For MagNorth readers, hopefully this is a central tenet of why you're with us? The decline of local media, the rise of algorithmic anger and the weakening of trust in institutions aren't separate stories. They're part of the same civic emergency. If people no longer trust politicians, don't encounter reliable local journalism, and no longer feel that consultation changes anything, then misinformation doesn't arrive in an empty space. It arrives in a space already prepared for it.

The conference’s quiet radicalism lay in its insistence that evidence has to be relational. Data alone won't save public policy. Nor will participation theatre. Nor will another glossy strategy. Evidence has to be connected to people, place, delivery and trust.

That's why Insights North East’s model is interesting way beyond the North East. Its prospectus talks about “system-builders, not service providers”; about working “with”, not “for”; about being “of and for the region”; and about connecting academic research, practitioner expertise and community insight. Those aren't decorative phrases. They'rre conditions for legitimacy that lots of us understand

The session ended with perhaps the most sobering answer of the day. Asked whether the public understands the time pressures facing policymakers, Fowler recalled a woman in a focus group who felt Labour might have some kind of plan, but that it would take two years - and she needed help now. She had children, SEND pressures and immediate cost-of-living concerns. She couldn't wait for national politicians to “get it together”.

That then, is the human reality behind policy impatience. Long-term transformation is absolutely necessary. But for lots of us, long-term transformation can sound like another way of saying: not yet.

This is the bind facing the North East, and the wider North too. The region needs deep, sustained, cross-system work on poverty, health, education, transport, housing, climate resilience and economic opportunity. It needs evidence, research, data, lived experience and institutional partnership. It needs the kind of infrastructure Insights North East is building.

But it also needs to understand the public mood clearly. Not caricature it. Not fear or flatter it. Understand it.

The lesson from Northern Stage wasn't that policy should chase every gust of opinion. It was that policymaking without public legitimacy is increasingly fragile. The more complex the challenge, the more seriously people must be brought into the work early. The more long-term the solution, the more visible its short-term meaning must become.
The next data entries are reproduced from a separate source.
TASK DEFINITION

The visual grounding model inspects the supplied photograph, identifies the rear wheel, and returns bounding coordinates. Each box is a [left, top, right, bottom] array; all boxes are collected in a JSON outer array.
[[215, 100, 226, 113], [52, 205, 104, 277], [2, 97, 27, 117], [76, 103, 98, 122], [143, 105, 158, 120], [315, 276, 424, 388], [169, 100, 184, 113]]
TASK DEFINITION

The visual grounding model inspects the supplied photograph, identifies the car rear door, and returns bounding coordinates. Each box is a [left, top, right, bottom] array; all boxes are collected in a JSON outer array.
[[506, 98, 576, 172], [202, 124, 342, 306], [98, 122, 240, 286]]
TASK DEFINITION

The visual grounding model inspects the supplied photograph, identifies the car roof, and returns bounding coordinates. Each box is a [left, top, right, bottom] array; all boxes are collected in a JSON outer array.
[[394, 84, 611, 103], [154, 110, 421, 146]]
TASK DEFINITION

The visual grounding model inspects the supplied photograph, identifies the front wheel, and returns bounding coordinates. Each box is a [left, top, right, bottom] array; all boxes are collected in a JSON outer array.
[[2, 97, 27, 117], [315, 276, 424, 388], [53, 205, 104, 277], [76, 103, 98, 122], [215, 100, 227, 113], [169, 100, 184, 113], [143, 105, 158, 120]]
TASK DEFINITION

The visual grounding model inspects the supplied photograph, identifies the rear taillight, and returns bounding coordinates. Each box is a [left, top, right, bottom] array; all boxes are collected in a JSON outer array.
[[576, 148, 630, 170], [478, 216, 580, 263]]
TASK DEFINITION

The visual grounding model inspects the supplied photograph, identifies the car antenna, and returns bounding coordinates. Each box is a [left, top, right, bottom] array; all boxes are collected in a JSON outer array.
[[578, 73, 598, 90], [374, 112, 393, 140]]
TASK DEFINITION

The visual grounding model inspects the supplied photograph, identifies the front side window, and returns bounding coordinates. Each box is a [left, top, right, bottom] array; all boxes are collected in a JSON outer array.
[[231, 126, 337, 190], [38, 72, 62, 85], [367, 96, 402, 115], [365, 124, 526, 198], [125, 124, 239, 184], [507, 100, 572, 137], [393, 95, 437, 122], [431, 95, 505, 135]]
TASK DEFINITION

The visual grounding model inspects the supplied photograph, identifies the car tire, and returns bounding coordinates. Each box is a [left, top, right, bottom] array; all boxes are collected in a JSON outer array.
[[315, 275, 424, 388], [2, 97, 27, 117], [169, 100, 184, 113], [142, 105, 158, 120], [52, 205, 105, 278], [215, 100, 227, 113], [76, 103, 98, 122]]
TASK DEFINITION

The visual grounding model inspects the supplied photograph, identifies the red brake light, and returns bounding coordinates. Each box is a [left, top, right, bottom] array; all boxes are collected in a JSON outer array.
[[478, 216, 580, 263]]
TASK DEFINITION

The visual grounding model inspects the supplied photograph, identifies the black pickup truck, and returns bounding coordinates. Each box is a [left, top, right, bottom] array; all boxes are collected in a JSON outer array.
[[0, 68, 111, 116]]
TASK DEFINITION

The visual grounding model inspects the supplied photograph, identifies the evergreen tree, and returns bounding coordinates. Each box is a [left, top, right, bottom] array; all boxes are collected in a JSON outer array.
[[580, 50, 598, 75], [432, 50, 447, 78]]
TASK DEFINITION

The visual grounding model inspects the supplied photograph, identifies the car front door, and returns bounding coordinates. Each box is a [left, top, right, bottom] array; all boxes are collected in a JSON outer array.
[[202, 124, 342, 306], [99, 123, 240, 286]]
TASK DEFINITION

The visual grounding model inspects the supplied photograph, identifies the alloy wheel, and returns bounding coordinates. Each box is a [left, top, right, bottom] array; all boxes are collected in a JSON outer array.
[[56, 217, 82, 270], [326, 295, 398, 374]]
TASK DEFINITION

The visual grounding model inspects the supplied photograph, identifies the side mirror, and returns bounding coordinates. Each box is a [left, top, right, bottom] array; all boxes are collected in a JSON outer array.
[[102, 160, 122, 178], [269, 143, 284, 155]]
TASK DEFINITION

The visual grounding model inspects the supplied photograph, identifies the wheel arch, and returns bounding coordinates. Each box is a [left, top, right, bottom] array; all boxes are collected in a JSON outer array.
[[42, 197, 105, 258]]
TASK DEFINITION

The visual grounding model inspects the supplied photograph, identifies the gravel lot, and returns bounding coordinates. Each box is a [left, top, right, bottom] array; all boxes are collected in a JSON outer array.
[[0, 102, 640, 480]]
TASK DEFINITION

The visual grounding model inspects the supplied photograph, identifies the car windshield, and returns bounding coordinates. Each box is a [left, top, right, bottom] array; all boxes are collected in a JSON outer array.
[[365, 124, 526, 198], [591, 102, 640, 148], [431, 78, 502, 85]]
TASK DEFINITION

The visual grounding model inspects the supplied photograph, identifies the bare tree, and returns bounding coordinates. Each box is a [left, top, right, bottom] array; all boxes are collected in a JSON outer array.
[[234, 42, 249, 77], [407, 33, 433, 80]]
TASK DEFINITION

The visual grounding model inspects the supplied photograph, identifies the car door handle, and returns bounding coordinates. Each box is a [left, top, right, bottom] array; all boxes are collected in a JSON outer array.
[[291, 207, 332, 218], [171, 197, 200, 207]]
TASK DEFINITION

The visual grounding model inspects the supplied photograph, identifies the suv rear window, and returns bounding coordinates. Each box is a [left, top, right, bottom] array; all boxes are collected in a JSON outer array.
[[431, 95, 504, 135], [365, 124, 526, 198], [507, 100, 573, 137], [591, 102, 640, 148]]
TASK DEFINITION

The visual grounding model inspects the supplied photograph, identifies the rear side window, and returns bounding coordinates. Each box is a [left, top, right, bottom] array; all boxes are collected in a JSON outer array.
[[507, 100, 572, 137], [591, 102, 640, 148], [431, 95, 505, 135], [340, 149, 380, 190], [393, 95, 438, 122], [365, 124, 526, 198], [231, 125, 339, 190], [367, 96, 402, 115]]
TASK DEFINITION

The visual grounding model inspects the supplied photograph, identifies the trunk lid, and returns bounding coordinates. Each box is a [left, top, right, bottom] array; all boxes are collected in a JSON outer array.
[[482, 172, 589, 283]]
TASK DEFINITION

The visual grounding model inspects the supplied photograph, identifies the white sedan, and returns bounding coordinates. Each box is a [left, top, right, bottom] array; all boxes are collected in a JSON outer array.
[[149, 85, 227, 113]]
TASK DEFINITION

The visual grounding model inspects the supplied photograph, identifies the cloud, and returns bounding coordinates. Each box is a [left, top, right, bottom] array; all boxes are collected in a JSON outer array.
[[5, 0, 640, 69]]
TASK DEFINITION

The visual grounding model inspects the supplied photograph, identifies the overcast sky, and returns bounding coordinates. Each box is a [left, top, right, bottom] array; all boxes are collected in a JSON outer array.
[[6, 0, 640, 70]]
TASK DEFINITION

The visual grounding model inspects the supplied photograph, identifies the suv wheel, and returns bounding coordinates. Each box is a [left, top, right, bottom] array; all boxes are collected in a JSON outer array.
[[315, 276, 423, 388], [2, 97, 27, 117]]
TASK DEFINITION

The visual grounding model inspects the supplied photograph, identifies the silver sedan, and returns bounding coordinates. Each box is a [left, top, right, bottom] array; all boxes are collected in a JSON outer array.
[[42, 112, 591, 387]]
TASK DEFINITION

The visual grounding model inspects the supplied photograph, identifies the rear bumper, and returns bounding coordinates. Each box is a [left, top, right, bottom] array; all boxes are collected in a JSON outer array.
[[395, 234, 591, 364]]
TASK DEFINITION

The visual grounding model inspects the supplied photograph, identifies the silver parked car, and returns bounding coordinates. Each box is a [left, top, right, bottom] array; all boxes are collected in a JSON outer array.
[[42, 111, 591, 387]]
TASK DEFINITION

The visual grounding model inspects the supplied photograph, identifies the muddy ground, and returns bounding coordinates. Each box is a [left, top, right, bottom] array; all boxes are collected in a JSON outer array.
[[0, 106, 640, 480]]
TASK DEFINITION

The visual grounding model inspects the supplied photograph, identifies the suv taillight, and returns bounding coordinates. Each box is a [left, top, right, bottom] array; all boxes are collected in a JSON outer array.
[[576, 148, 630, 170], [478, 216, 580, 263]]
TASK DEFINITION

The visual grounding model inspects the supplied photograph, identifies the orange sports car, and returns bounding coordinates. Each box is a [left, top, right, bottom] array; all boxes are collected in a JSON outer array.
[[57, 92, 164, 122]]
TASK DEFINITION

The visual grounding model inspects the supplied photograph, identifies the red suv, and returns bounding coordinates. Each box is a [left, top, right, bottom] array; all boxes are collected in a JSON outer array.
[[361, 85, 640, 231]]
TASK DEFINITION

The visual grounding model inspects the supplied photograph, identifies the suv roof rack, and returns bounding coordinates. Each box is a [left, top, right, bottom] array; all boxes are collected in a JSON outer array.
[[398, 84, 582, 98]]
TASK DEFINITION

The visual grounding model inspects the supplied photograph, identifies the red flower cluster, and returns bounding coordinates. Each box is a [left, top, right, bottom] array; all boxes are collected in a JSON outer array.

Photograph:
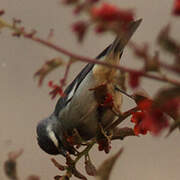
[[48, 81, 65, 99], [91, 3, 134, 23], [161, 96, 180, 117], [97, 138, 111, 154], [100, 93, 113, 108], [72, 21, 87, 42], [172, 0, 180, 16], [129, 72, 141, 88], [131, 99, 168, 135]]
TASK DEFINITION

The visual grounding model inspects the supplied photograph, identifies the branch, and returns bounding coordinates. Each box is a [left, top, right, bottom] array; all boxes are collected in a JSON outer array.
[[0, 19, 180, 86]]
The more distant Westminster feels, the more important local trust becomes.

There's still civic capital in the North East. There's still massive amounts of pride, practical wisdom, institutional memory and community attachment. There are still lots of people who believe in place. But belief can't be assumed. It has to be earned.

That might be the real work now: not simply producing better evidence, but building the conditions in which evidence can be trusted, shared and acted upon.

Or, to borrow Richardson’s opening frame, perhaps the task is not to preach. It is to talk - properly, honestly, early, and with the people whose lives are supposed to change.